Following a state-wide review of kidney services, the Advancing Kidney Care 2026 (AKC2026) Plan aims to improve kidney health and kidney care services in Queensland. The home doctor experts at House Call Doctor have put together all the facts you need to know about AKC2026.

The recently launched plan addresses kidney disease across areas including prevention and early detection, management of chronic kidney disease (CKD), and the delivery of specialist kidney care.

The Chief Executive Officer of Kidney Health Australia, Chris Forbes, said it is important to educate local communities about kidney disease and the importance of prevention and early detection.

“Alarmingly, 65 people die with kidney related diseases every day, and currently 1.5 million Australians are unaware they have early signs of the disease,” Mr Forbes said.

What will the AKC2026 Plan change?

The AKC2026 plan is focused on providing Queenslanders with information about kidney disease and ensuring timely, equitable access to services, particularly for Aboriginal and Torres Strait Islander people.

The plan aims to support timely identification of CKD and provide support and advice to minimise further damage and/or slow the progression of the disease.

Access to education and treatment choices for kidney failure is also a fundamental part of the plan. This includes timely and equitable access to:

  • Transplantation (including pre-emptive transplantation)
  • Home-based dialysis therapies
  • Supported and medically supervised dialysis as close to home as possible
  • Comprehensive conservative care and end of life care options.

It also includes advice on medication, diet, exercise and coping with the psychological, social and practical impacts of chronic kidney disease.

How will the AKC2026 Plan be implemented?

Queensland’s Hospital and Health Services will share in $10 million annually to support the implementation of the plan, which will be overseen by the AKC2026 Collaborative.

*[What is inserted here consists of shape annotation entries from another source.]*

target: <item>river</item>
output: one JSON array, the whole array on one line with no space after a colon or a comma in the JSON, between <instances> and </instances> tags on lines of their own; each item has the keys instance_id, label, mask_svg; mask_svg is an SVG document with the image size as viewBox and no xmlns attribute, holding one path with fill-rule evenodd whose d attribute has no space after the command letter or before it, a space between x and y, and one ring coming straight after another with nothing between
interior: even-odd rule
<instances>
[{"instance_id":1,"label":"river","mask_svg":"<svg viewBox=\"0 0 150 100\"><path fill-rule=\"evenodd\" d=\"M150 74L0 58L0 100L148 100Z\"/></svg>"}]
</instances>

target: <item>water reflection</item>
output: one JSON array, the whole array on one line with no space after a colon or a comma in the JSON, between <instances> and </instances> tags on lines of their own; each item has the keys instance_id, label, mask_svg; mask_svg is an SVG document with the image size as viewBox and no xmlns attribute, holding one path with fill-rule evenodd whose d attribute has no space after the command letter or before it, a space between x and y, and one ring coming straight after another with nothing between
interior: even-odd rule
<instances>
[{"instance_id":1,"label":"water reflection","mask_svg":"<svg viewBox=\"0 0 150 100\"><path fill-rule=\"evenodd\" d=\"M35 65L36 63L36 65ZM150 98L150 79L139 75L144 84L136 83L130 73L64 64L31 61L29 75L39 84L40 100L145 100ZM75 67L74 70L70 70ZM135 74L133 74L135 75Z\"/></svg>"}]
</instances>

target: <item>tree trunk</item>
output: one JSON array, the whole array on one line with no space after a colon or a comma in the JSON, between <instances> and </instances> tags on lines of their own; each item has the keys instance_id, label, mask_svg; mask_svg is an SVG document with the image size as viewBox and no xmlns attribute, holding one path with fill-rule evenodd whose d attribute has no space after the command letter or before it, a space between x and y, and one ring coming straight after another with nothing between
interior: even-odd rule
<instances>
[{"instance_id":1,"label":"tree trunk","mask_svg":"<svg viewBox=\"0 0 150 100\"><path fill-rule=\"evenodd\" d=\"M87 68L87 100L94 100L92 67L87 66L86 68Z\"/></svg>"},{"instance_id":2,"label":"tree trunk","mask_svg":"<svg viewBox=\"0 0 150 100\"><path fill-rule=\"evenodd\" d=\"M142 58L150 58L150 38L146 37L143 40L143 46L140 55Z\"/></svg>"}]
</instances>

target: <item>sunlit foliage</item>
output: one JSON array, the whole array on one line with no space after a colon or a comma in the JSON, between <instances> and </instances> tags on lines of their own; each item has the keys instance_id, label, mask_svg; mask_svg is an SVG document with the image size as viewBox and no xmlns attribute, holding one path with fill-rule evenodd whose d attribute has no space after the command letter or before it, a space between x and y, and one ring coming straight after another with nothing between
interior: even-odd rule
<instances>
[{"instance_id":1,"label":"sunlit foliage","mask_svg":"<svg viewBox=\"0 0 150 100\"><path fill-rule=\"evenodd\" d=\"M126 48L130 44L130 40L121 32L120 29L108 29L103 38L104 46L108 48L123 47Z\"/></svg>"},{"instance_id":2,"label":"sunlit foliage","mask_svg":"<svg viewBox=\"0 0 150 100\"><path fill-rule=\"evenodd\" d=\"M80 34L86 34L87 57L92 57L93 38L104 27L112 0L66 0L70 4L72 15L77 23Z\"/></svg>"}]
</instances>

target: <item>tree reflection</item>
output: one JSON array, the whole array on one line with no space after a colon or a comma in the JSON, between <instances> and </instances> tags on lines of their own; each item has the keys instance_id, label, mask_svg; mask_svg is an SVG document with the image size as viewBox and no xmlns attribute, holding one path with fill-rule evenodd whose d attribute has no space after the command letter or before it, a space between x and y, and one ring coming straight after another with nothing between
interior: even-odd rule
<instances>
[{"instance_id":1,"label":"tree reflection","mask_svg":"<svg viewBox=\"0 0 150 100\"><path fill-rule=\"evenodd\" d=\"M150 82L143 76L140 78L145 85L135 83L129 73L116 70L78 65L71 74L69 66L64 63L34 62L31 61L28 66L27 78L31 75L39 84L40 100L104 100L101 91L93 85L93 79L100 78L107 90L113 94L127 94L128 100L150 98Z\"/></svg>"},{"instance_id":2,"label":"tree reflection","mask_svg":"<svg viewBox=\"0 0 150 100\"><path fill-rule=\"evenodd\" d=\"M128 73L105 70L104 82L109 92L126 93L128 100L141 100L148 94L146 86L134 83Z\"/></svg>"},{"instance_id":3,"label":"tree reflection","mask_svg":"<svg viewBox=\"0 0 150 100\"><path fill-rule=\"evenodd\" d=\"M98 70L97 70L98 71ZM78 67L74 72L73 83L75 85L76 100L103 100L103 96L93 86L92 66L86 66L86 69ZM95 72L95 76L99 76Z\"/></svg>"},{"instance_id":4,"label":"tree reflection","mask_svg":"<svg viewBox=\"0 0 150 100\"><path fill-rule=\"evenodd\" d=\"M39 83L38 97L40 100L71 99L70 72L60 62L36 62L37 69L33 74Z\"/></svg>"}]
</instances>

The Collaborative is formed by consumers, clinicians, service partners and administrators.

Dr Keshwar Baboolal said collaboration is key to ensure co-design with consumers, primary care providers and Aboriginal and Torres Strait Islander partners.

“This included over 80 clinicians and consumers on seven working groups, participating in 34 meetings totalling in over 530 hours of clinician and consumer time,” Dr Baboolal said.

In 2019-20 this new funding will support transplant coordination, home haemodialysis, vascular access coordination and kidney supportive care models.

Why is the AKC2026 Plan important?

Approximately 1 in 10, or around 500,000 Queensland adults have indicators of CKD such as reduced kidney function and/or the presence of albumin in the urine.

A further 1 in 3 Australians are at an increased risk of developing CKD. Adult Australians are at an increased risk of CKD if they:

  • Have diabetes
  • Have high blood pressure
  • Have established heart problems (heart failure or heart attack) and/or have had a stroke
  • Have a family history of kidney failure
  • Are obese (body mass index ≥ 30)
  • Are a smoker
  • 60 years or older
  • Are of Aboriginal or Torres Strait Islander origin
  • Have a history of acute kidney injury.

The AKC2026 Plan is important as it will benefit these Australians who are suffering from CKD and support those who are at an increased risk of CKD.

If CKD is detected early and managed appropriately, the deterioration in kidney function can be reduced by as much as 50 per cent and may even be reversible.

Early detection is invaluable to Australians who need timely and equitable support.

What will this mean for the future?

The predicted increase in kidney transplant numbers means the current state-wide kidney transplant service must expand to meet the needs of the growing and ageing population.

The Collaborative is preparing for this increase with an outcomes-focused alternative funding model for kidney care services , with a state-wide digitally integrated kidney care data solution already under development.

The four improvement goals for the future as outlined by the AKC2026 Plan are:

  1. Prevent chronic kidney disease
  2. Detect chronic kidney disease earlier for better outcomes
  3. Avoid kidney failure from chronic kidney disease where possible
  4. Constantly improve specialist kidney care to deliver the best access and outcomes for all Queenslanders.

Evaluation of progress against goals and objectives is planned for 2021 and 2025 in the hope of making Queenslanders amongst the healthiest people in the world by 2026.